张雷作为《太阳照在桑干河上》小说中“宣传部长章品”的艺术形象光彩照人,他的生活原形更是值得我们学习和敬仰。张雷是河北省博野县人,1926年出生,抗战爆发后,12岁的张雷便参加了革命,14岁加入中国共产党。几十年革命生涯中,他一面工作,一面坚持业余写作。曾经在抗日战争、解放战争和建国后的历次政治运动中,配合运动,在许多报纸和刊物上发表小说、诗歌、戏剧等。1945年张雷还不到20岁,就创作了晋剧《大报仇》,还有反映土改的剧本《美人计》。

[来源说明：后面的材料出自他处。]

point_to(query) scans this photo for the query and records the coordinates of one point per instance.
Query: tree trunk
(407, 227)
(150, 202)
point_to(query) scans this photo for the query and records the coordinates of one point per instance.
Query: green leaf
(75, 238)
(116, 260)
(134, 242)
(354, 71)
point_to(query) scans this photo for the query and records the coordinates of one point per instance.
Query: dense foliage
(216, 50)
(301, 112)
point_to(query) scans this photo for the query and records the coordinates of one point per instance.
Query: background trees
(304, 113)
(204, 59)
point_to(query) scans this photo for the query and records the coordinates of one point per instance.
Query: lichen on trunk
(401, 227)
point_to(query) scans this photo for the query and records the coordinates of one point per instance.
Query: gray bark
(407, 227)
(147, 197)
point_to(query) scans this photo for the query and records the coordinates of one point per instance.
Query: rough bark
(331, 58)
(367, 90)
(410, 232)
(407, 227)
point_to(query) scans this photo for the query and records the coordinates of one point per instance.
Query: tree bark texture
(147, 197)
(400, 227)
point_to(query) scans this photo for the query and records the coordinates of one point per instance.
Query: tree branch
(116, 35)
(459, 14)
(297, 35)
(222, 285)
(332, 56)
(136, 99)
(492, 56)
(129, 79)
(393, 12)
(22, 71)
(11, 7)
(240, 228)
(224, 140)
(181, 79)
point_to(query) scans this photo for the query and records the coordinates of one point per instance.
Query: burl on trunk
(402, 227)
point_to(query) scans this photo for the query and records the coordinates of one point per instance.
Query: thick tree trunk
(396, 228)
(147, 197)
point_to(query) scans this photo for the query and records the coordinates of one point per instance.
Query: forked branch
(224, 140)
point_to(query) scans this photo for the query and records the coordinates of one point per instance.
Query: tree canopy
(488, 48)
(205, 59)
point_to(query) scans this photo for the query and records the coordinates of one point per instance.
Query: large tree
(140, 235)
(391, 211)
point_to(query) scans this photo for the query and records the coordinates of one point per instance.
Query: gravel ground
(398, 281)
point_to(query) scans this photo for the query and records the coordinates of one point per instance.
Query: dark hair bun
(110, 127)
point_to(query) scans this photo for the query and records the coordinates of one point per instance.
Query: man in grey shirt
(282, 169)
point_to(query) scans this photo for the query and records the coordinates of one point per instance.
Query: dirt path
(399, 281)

丁玲在温泉屯土改时,张雷正担任县委宣传部长兼区委书记。他热爱生活,爱好文学,勤奋读书,钻研写作。在丁玲的感召和帮助下,先后构思、创作了长篇小说《变天记》《山河志》和《歪头山的斗争》等大部头作品,字数逾百万。1955年,中国青年出版社出版了他的代表作长篇小说《变天记》。该书一出版,即受到广大读者的欢迎。紧跟着就被连坛著名画家汪绚秋以长篇连环画《变天记》系列(4册)形式出版面世。汪绚秋也因此而享誉连坛。1964年,涿鹿晋剧团根据小说改变的晋剧《霸王庄》在张家口地区现代戏汇演中,分别荣获了剧本奖、导演奖、演员奖,上演40了多场,场场爆满,获得巨大成功。

 1958年,中国文联组织一批知名作家慕名来涿鹿采风,郭沫若、叶圣陶、侯金镜等一批文学大师都在涿鹿留下了激情洋溢的诗篇和赞歌。

 1991年,《太阳照在桑干河上》又被拍成电视连续剧,通过电视工作者的努力,使当年那个暴风骤雨般时代的文学巨著所反映的火热的土地革命重现荧屏。

 70年过去了,《太阳照在桑干河上》已经成为共和国文学史上的“红色经典”。涿鹿这片热土由于桑干河水的润泽,物产丰富,民风朴实,倍受一代文学大师的青睐,更激励涿鹿一批文艺工作者潜心写作,笔耕不缀。

 新中国成立67年来,尤其改革开放30多年来,随着全国此起彼伏的文化潮水,也在地处桑干河畔的涿鹿几次引起层层涟漪:70年代末、80年代初,涿鹿大地曾竞相自发组建文学社团,油印发行《鹿野》《倭瓜花》《野百合》《天涯》《紫穗槐》《群鹰》等10余种刊物;千年之交前后出现的《桑干河文学》《轩辕文化报》《楹联报》《时空在线》等小刊小报,以及一些中、小学校的校刊校报;还有近几年先后组建的县摄影家协会、北斗艺术联合会、南山区历史文化研委会和注册市级的京畿民间文化研究会以及利成画院和涉及网络文学的搜鹿网等等。此外,涿鹿优秀的文艺工作者、文学爱好者,自费出版书刊据不完全统计可能近百册(包括走出涿鹿人的作品)。

 值得一提的是,自195871日创刊由郭沫若题写报头的《涿鹿报》曾几易名称,从《涿鹿报》到《工农兵文艺》《涿鹿文艺》《桑干河》,又到《涿鹿报》,直至今天的《三祖圣地》。一张平凡的地方小报,却始终引领着一方文学风气,传承着一方文学之脉。一批又一批乡土文化人在艰苦的条件下,矢志不渝,追随丁玲一辈老作家的足迹,奋然前行,才有了今日涿鹿文艺创作的繁荣。
    今后,我们要以继承者、志愿者、普通劳动者的姿态,坚持“二为”方向、“双百”方针和“三贴近”原则,做到像丁玲所说的那样:“人,只要有一种信念,有所追求,什么艰苦都能忍受,什么环境也都能适应。”坚守文学这块阵地,扎根沃土接地气,决不辜负领导的期望,创作出更有说服力和影响力的好作品。